Cette hausse se poursuivra au cours de la période allant de 2010 à 2021, alors que les dernières générations de baby-boomers atteindront elles aussi 55 ans. En 2021, près d'un actif sur quatre (environ 24%) pourrait avoir 55 ans ou plus selon trois des cinq scénarios, une proportion jamais observée dans le passé au Canada. Seuls les scénarios suggérant des taux d'activité constants à leur niveau de 2008 ou extrapolant les tendances à long terme (1990 à 2008) des taux d'activité conduisent à une hausse moins rapide de la proportion d'actifs âgés de 55 ans ou plus (21 % et 22 % respectivement en 2021), les taux d'activité projetés des personnes âgées de 50 ans ou plus étant plus faibles dans ces scénarios. L'absence de différences dans les résultats des scénarios A, C et D, qui diffèrent l'un de l'autre par leurs hypothèses de fécondité, d'immigration et de mortalité, montrent le faible effet que pourraient avoir d'éventuels changements démographiques sur le taux de participation, du moins à court terme. Héritage du passé démographique, notamment du baby-boom entre 1946 et 1965, le vieillissement de la population active, au même titre que celui de la population canadienne dans son ensemble, est inéluctable.

On projette que le ratio actifs-retraités diminuerait de moitié en 50 ans

Le ratio de l'ensemble des actifs par rapport aux inactifs de 65 ans et plus – essentiellement des retraités – est un indicateur pertinent à l'égard de plusieurs enjeux importants comme l'avenir des systèmes publics de retraite au Canada, en particulier pour ceux étant en totalité ou en partie basés sur le système des cotisations déterminées.

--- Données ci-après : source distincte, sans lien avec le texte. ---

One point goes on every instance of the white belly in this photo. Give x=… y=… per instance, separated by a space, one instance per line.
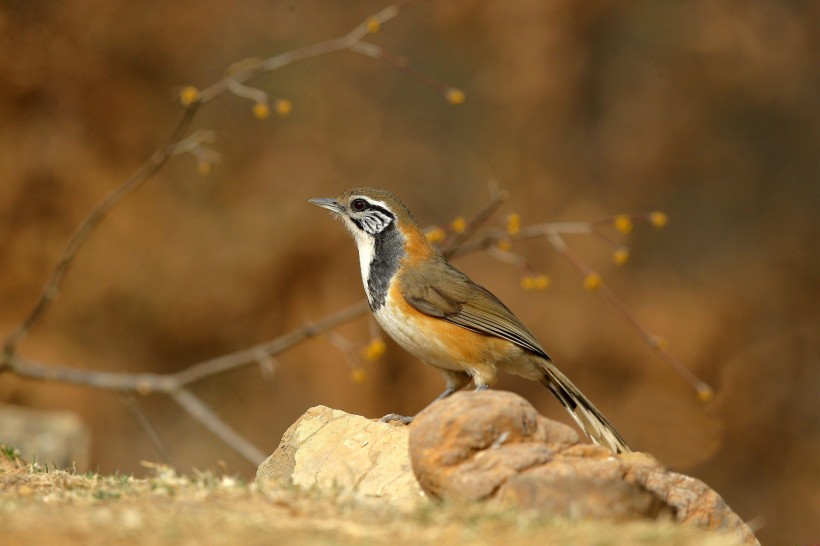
x=428 y=349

En 1981, on comptait environ six actifs pour chaque personne âgée de 65 ans ou plus inactive. Ce ratio avait déjà diminué à environ 4,6 en 2010. Selon tous les scénarios de projection, il serait inférieur à trois en 2031 (Figure 3.6), soit une division par deux sur une période de 50 ans. Ni une croissance démographique plus rapide, ni une hausse des taux d'activité ne permettraient d'éviter cette baisse significative au cours des deux prochaines décennies.

Dans vingt ans, un actif sur trois serait né à l'étranger

Si une immigration soutenue dans les prochaines années ne pourrait ni empêcher le taux global d'activité de décroître, ni atténuer le vieillissement de la population active, elle présenterait toutefois l'avantage de contribuer significativement au maintien de la croissance de cette population tout en comblant certains besoins spécifiques en main-d'oeuvre. Elle contribuerait également à modifier la composition ethnoculturelle de la population active qui a déjà beaucoup changé depuis le début des années 1990.

La proportion d'actifs nés à l'étranger 17  a en effet augmenté depuis 1991, passant de 18,5% à 21,2% en 2006, dernières données disponibles à ce sujet. Si les niveaux d'immigration récemment observés devaient se poursuivre, cette proportion pourrait presque atteindre 33% en 2031 selon les scénarios C et E (Figure 3.7). Autrement dit, environ un Canadien actif sur trois pourrait être issu de l'immigration d'ici deux décennies.

Les scénarios de projection A et D conduisent à des hausses similaires dans l'avenir, notamment parce que les hypothèses d'immigration, qui sont basées sur les minima et maxima observés au cours des vingt dernières années, ne diffèrent pas suffisamment pour engendrer d'importantes différences. Sans apport annuel d'immigrants d'ici 2031, la proportion d'actifs nés à l'étranger diminuerait pour atteindre 17,4% en 2031. Il est enfin intéressant de noter que si les immigrants du Canada présentaient des taux d'activité équivalents à ceux des personnes nées au Canada, la proportion d'actifs nés à l'étranger en 2031 serait de 33,3%.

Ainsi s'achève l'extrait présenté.